Ville de Genève : hommage à un homme politique

Les élections concernant le renouvellement des Magistrats communaux s’étant déroulées et les nouvelles équipes présentement connues, j’aimerais rendre particulièrement hommage à un homme politique sortant en ville de Genève. La coïncidence  a voulu que cela tombe en ce jour de la fête chrétienne de Pâques, d’autant plus que le Magistrat dont il est question  est membre d’un parti dont le nom est à connotation Chrétienne : le parti démocrate-chrétien (PDC).

Tout d’abord, il est établi que le sort des politiciens suisses à tous les niveaux, c’est à la fois la beauté de l’exercice et au pire la contrainte. En effet, la politique n’est pas faite de dossiers, mais de personnes qui ne se sont pas choisies et qui doivent vivre dans un même bocal ; tant de caractères si divers, et parfois si contraires, qui sont condamnés à rechercher des terrains d’entente.

Le petit bocal de la politique, c’est le choc des caractères; l’envie de se détester et malgré tout la nécessité de trouver un compromis, une harmonie; l’exaltation et quelques fois la souffrance.
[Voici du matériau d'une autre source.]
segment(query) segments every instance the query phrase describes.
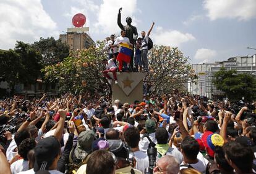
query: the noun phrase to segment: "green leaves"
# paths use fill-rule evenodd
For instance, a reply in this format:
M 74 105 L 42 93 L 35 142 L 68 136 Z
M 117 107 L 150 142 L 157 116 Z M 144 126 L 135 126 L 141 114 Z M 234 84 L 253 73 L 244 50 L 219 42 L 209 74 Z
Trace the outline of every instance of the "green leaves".
M 61 92 L 111 90 L 102 74 L 105 65 L 101 60 L 107 57 L 103 45 L 103 42 L 98 42 L 97 47 L 70 51 L 63 61 L 45 66 L 42 72 L 48 81 L 59 83 Z

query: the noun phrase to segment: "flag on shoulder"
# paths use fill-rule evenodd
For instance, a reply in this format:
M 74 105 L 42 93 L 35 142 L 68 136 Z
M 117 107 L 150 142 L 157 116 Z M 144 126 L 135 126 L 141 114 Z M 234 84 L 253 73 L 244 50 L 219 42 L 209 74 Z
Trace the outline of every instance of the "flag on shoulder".
M 117 60 L 118 61 L 124 61 L 126 63 L 130 63 L 132 53 L 132 47 L 129 44 L 121 43 L 120 50 L 118 53 Z

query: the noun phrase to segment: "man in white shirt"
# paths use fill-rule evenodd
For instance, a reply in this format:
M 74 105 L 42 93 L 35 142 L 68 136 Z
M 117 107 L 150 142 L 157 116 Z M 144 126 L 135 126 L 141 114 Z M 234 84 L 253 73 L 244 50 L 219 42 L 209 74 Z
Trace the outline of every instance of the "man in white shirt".
M 29 169 L 27 154 L 35 146 L 36 142 L 33 138 L 27 138 L 22 141 L 18 147 L 18 152 L 23 159 L 19 159 L 11 165 L 11 170 L 12 174 L 16 174 Z
M 134 157 L 136 160 L 135 168 L 144 173 L 145 168 L 149 167 L 147 154 L 139 149 L 139 142 L 140 140 L 140 132 L 138 129 L 131 127 L 124 132 L 124 139 L 132 152 L 129 158 Z
M 150 30 L 146 35 L 146 33 L 144 31 L 142 31 L 142 61 L 144 71 L 148 72 L 148 36 L 150 34 L 151 31 L 153 29 L 153 26 L 155 25 L 155 22 L 153 22 L 152 25 L 150 27 Z
M 199 152 L 199 144 L 193 137 L 186 136 L 181 143 L 181 152 L 184 160 L 180 169 L 194 168 L 202 173 L 206 173 L 208 161 Z
M 114 58 L 113 55 L 114 55 L 116 57 L 117 57 L 118 46 L 116 45 L 114 47 L 112 47 L 112 48 L 111 47 L 111 45 L 113 45 L 114 43 L 115 43 L 114 35 L 111 34 L 111 36 L 110 36 L 110 40 L 108 41 L 108 43 L 105 45 L 105 47 L 104 47 L 104 49 L 108 50 L 108 60 Z M 116 61 L 114 61 L 114 62 L 116 63 Z
M 121 36 L 118 37 L 117 38 L 116 38 L 114 44 L 111 45 L 111 48 L 114 48 L 116 46 L 119 46 L 119 44 L 121 43 L 123 43 L 123 44 L 129 44 L 130 46 L 132 46 L 132 44 L 130 43 L 130 40 L 128 38 L 126 37 L 126 31 L 124 30 L 122 30 L 121 31 Z M 118 60 L 118 59 L 117 59 Z M 125 69 L 128 68 L 128 69 L 130 69 L 130 63 L 127 63 L 127 66 L 126 66 L 126 62 L 124 62 L 124 61 L 122 60 L 118 60 L 119 61 L 119 71 L 122 71 L 122 65 L 124 65 L 124 68 Z
M 116 76 L 116 70 L 117 69 L 117 67 L 116 66 L 114 61 L 116 59 L 116 56 L 114 56 L 114 58 L 109 59 L 109 60 L 106 60 L 106 58 L 103 60 L 103 63 L 106 65 L 106 70 L 104 70 L 103 73 L 104 77 L 106 77 L 109 80 L 109 84 L 112 82 L 112 78 L 108 75 L 109 72 L 112 72 L 113 74 L 114 83 L 117 84 L 117 77 Z

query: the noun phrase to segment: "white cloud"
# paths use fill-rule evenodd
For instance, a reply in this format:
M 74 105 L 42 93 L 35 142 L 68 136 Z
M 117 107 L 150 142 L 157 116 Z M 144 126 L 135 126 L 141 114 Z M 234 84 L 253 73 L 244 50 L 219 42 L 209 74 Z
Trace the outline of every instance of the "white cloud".
M 201 15 L 193 15 L 190 17 L 187 20 L 183 22 L 183 24 L 186 25 L 189 25 L 190 23 L 193 23 L 195 21 L 202 20 L 203 16 Z
M 14 48 L 16 40 L 33 42 L 40 36 L 58 36 L 56 23 L 40 0 L 4 0 L 0 2 L 0 49 Z
M 217 52 L 214 50 L 200 49 L 198 49 L 194 56 L 195 60 L 199 63 L 208 62 L 217 55 Z
M 189 33 L 182 33 L 177 30 L 164 30 L 162 27 L 156 28 L 156 31 L 152 34 L 154 44 L 156 45 L 179 47 L 181 44 L 195 39 Z
M 118 9 L 122 7 L 121 11 L 122 23 L 126 25 L 126 18 L 128 16 L 132 19 L 132 25 L 136 26 L 137 19 L 133 15 L 136 11 L 137 0 L 119 1 L 103 0 L 98 12 L 98 22 L 95 26 L 101 33 L 109 34 L 120 31 L 117 24 Z
M 101 4 L 92 0 L 73 0 L 77 6 L 72 6 L 70 12 L 64 14 L 70 18 L 77 13 L 89 14 L 87 17 L 87 26 L 90 28 L 92 33 L 119 33 L 120 29 L 117 26 L 117 19 L 118 10 L 122 7 L 121 11 L 122 23 L 125 25 L 126 18 L 132 17 L 132 25 L 136 26 L 139 22 L 134 15 L 135 12 L 140 13 L 141 10 L 137 8 L 137 0 L 119 1 L 103 0 Z M 96 20 L 90 20 L 90 15 L 96 16 Z M 88 23 L 87 22 L 89 22 Z
M 256 17 L 255 0 L 205 0 L 203 7 L 208 17 L 218 18 L 237 18 L 247 20 Z

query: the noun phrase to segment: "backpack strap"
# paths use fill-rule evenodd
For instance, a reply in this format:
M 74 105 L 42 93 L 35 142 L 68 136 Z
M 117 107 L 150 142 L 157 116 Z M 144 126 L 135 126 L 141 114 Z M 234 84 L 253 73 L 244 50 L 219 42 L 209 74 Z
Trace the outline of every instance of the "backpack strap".
M 187 168 L 194 168 L 194 167 L 192 167 L 191 166 L 191 165 L 190 165 L 190 164 L 182 164 L 182 165 L 180 165 L 180 167 L 187 167 Z

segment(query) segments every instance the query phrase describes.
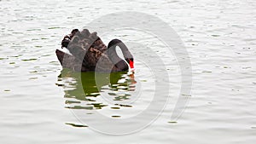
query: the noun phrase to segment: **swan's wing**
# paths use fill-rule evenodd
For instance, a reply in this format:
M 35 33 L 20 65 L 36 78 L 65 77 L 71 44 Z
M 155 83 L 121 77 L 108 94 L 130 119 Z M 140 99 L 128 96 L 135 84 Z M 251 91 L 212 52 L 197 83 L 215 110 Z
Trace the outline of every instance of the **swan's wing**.
M 82 68 L 88 71 L 108 71 L 112 67 L 112 62 L 105 55 L 107 46 L 96 32 L 90 33 L 87 29 L 78 32 L 67 46 L 70 53 L 79 61 L 82 61 Z

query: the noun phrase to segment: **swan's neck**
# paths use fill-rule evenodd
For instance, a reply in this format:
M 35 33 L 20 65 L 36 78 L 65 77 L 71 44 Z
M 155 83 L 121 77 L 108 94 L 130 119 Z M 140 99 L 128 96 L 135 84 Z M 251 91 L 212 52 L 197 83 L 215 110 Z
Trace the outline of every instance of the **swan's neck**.
M 130 64 L 130 60 L 132 60 L 133 62 L 133 56 L 131 55 L 131 54 L 130 53 L 130 51 L 128 50 L 128 48 L 126 47 L 126 45 L 120 40 L 119 39 L 113 39 L 112 41 L 110 41 L 108 43 L 108 55 L 110 59 L 110 60 L 113 63 L 113 64 L 117 64 L 117 63 L 120 63 L 119 61 L 122 61 L 122 65 L 126 65 L 127 64 L 125 62 L 124 60 L 122 60 L 116 53 L 116 46 L 119 46 L 121 49 L 121 51 L 123 53 L 123 55 L 125 59 L 125 60 Z

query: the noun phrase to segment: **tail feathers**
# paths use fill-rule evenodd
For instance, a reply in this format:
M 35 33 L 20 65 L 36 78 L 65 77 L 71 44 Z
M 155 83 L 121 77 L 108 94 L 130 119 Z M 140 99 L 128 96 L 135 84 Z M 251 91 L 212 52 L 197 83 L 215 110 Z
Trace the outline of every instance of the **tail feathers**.
M 58 60 L 59 60 L 60 63 L 62 66 L 65 53 L 63 51 L 59 50 L 59 49 L 56 49 L 55 53 L 56 53 L 56 55 L 58 57 Z

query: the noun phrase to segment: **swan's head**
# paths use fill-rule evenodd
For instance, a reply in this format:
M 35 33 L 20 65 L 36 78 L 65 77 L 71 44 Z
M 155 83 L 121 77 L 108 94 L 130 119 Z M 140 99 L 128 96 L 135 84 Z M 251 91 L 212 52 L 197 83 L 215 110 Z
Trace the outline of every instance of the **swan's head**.
M 133 70 L 134 69 L 134 60 L 133 60 L 133 58 L 126 58 L 125 60 L 129 64 L 130 68 L 131 70 Z

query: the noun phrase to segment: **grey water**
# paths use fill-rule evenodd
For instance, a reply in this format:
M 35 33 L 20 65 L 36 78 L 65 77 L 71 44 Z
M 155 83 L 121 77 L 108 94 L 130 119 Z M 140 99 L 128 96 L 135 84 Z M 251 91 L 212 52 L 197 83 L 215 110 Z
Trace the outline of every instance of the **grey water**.
M 255 143 L 255 9 L 253 0 L 0 1 L 0 142 Z M 125 11 L 160 18 L 188 51 L 191 94 L 175 121 L 171 116 L 182 72 L 172 50 L 155 36 L 129 28 L 98 33 L 106 44 L 113 38 L 127 43 L 136 58 L 134 73 L 62 71 L 55 56 L 61 38 L 72 29 Z M 168 77 L 155 79 L 144 61 L 147 56 L 160 57 Z M 132 118 L 144 112 L 154 96 L 165 95 L 154 92 L 157 82 L 166 79 L 168 101 L 146 127 L 118 136 L 95 129 L 115 129 L 96 113 L 113 121 L 128 119 L 127 129 L 134 124 L 131 121 L 139 124 Z M 95 119 L 81 120 L 77 112 Z

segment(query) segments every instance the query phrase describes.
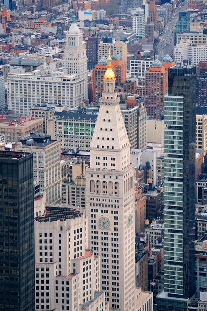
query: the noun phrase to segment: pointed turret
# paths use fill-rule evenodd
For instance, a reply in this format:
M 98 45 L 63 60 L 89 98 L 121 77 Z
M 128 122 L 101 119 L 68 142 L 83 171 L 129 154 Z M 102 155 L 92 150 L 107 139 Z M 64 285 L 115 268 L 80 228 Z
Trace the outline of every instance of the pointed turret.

Dans tout cela, le plus important est le respect des principes qui rendent  service au bien public, lesquels guident la femme ou l’homme politique.

C’est Jules Romain qui le disait : « les grands hommes discutent des principes, les hommes moyens discutent des idées et les médiocres discutent des personnes ». Et, l’homme politique dont je veux  faire l’éloge est le seul Conseiller administratif de la ville de Genève à être d’un courant politique différent de ses quatre autres collègues, pourtant il a su diriger pendant huit années son département de l’environnement urbain et de la sécurité avec des résultats incontestablement satisfaisants. Cet homme en question aurait pu poursuivre une carrière plus rentable pécuniairement dans de grands cabinets d’avocats, cependant il a fait le choix politique de s’impliquer dans la gestion de notre grande ville à rayonnement international.

Certes, dans ce travail sacerdotal difficile au service des genevois, il est apparu quelques travers minimes qui lui ont été reprochés et pour lesquels il a su réagir dignement. Et, comparativement à l’énergie, à l’implication positive dans la gestion de son département, on peut facilement faire table rase et reconnaitre que le Magistrat Guillaume BARAZZONE a la stature d’un homme d’État dont ses concitoyens ont grand besoin. Plus récemment, lors de l’apparition du Covid-19, il était le seul à proposer, assez tôt, la restriction des activités de trafic aérien (notamment en provenance de Chine), à l’aéroport de Genève. Mais malheureusement, son appel n’a guère été suivi, avec pour conséquence la contamination de plusieurs employé(e)s de l’aéroport, qui n’avaient pas le matériel de protection approprié.

Aussi, les hommes ayant un sens de l’intérêt général de la trempe de Guillaume BARAZZONE ne sont pas légion. Il n’y a qu’à voir dans son département comment il a su privilégier le recrutement de travailleurs locaux de diverses origines, alors que ce n’est pas toujours le cas dans la plupart des autres départements dirigés par des magistrats  d’étiquette de gauche.

Ainsi, j’émets le vœu ardent que le parti démocrate-Chrétien réserve une place prépondérante au magistrat Guillaume BARAZZONE, et qu’il soit présenté aux prochaines élections du Conseil d’État, car le canton ne devrait qu'en tirer bénéfice de ses larges compétences avérées.

 

Alban KOUANGO

Conseiller municipal

Ville de Lancy

 

 

 

 

 

Commentaires

  • Bravo. Sans connaître toutes les actions de M. Barazzone, j'en ai apprécié certaines. J'ai surtout apprécié sa décision de renoncer à tout mandats à la suite du petit scandale des frais personnels.
    Je souhaite qu'il soit candidat à d'autres élections, principalement pour le Conseil d'Eta, il en a largement la carrure.